Unified Description,
Discovery and Integration Protocol UDDI
UDDI is a web-based, distributed, implementation-standard specification for Web service-provided information registries, as well as a set of implementation standards that enable enterprises to register their own web service to enable other enterprises to discover.
The core component of UDDI is UDDI business registration, which uses an XML document to describe the enterprise and the Web service it provides. Conceptually, the information provided by UDDI Business registration consists of three parts:
White page: Includes address, contact method, and known enterprise identity.
Yellow Pages (Yellow page): Includes industry categories based on the standard taxonomy.
Green page: Includes technical information about the Web service provided by the enterprise, in the form of pointers to files or URLs that are serviced by the service discovery mechanism.
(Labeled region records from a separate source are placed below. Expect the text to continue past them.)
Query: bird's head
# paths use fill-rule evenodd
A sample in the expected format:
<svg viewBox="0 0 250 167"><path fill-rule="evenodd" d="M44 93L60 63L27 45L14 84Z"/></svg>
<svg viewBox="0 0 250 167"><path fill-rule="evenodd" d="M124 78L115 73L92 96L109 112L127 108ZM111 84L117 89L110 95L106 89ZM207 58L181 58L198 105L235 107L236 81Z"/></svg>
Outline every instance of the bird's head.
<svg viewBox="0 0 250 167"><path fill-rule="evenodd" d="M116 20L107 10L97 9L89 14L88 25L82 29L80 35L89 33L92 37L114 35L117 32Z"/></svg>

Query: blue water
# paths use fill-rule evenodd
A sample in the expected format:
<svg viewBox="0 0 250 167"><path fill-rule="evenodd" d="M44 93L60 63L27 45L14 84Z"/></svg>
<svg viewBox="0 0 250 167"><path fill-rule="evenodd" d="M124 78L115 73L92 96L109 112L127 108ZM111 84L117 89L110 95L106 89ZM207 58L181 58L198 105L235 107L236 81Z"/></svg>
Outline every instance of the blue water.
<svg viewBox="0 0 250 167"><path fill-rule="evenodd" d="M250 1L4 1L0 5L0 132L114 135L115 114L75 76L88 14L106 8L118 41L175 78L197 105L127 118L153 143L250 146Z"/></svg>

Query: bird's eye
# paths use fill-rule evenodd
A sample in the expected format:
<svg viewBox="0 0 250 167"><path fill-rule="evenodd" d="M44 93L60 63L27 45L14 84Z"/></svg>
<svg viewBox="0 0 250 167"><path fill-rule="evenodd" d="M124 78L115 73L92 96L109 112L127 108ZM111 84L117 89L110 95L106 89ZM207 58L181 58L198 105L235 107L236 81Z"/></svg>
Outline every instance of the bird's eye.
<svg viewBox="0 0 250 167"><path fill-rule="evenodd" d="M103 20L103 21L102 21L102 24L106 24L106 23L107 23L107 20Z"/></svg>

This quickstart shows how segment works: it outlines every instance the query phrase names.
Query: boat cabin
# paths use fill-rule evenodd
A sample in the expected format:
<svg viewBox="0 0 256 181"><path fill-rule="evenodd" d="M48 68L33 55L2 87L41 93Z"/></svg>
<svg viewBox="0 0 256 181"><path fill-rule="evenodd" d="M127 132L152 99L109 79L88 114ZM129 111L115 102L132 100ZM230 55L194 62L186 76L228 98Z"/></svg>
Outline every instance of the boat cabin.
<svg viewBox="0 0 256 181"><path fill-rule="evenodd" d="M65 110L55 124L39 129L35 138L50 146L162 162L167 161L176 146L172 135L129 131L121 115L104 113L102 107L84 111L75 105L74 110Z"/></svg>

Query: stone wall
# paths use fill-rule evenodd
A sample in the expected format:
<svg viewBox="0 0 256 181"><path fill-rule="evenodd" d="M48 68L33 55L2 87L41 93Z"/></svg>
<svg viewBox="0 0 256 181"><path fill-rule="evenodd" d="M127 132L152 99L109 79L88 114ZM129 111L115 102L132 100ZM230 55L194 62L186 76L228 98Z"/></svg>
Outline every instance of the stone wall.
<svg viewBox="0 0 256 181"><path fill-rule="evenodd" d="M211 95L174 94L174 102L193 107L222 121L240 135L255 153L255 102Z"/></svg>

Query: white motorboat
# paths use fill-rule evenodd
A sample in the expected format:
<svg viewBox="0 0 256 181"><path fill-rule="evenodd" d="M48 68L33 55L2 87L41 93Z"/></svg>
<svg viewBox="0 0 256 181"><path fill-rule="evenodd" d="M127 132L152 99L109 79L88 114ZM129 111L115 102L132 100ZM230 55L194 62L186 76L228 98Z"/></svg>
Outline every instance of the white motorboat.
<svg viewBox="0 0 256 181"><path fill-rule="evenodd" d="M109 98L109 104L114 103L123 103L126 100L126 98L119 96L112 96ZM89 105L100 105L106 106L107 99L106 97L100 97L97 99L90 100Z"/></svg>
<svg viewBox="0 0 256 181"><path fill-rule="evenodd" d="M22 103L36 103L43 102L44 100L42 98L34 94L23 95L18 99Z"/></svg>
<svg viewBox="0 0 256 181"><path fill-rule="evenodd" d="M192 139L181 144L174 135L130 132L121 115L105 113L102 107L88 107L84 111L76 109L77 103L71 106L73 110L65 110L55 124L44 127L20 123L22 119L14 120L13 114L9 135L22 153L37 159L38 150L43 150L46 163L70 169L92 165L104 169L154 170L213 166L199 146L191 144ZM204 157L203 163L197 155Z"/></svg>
All UDDI Business registration information is stored in the UDDI Business Registration center. By using the discovery services of UDDI, organizations can register their own web service offerings that they want to be found by other businesses. Companies can add information to the business Registry of UDDI through the UDDI Business Registry Web interface, or by using tools that implement the programming interfaces described in the UDDI Programmer ' API standard. The UDDI Business Registry is logically centralized, physically distributed, and consists of multiple root nodes, which synchronize data with each other in a certain set of rules. When an enterprise is registered in an instance of the UDDI Business Registry, its registration information is automatically replicated to other UDDI root nodes, so that it can be found by anyone who wishes to discover these Web service.
Web Services
Description Language WSDL
With the standardization of communication protocols and message formats in the Web, it becomes more and more important to describe communication in some format, and the likelihood of its implementation is increasing. This requirement is met by a network service approach that is described in a set of XML syntax defined by WSDL. WSDL defines a network service as a set of communication endpoints that can exchange messages. The WSDL service provides a help document for distributed systems, and also serves as a solution for automating communication between applications.
A WSDL document defines a service as a collection of network endpoints, or a collection of ports. In WSDL, the abstract definition of endpoints and messages is separate from their specific network implementations and data format bindings. This allows you to reuse these abstract definitions: messages, abstract descriptions of the data that needs to be exchanged, port types, and abstract collections of operations. A reusable binding is formed for specific protocols and data format specifications for a particular port type. A port is defined as a network address and a reusable bound join, and the set of ports is defined as a service. Therefore, a WSDL document uses the following elements when defining a network service:
Type: Defines a data type using some type of system, such as XSD.
Message: A typed definition of the communication data abstraction.
Action: An abstract description of the actions supported by the service.
Port type: An abstract collection of operations that is supported by one or more endpoints.
Binding: A specific protocol specification and data format specification for a specific port type.
PORT: A single endpoint defined as a binding and a join of a network address.
Service: A collection of related endpoints.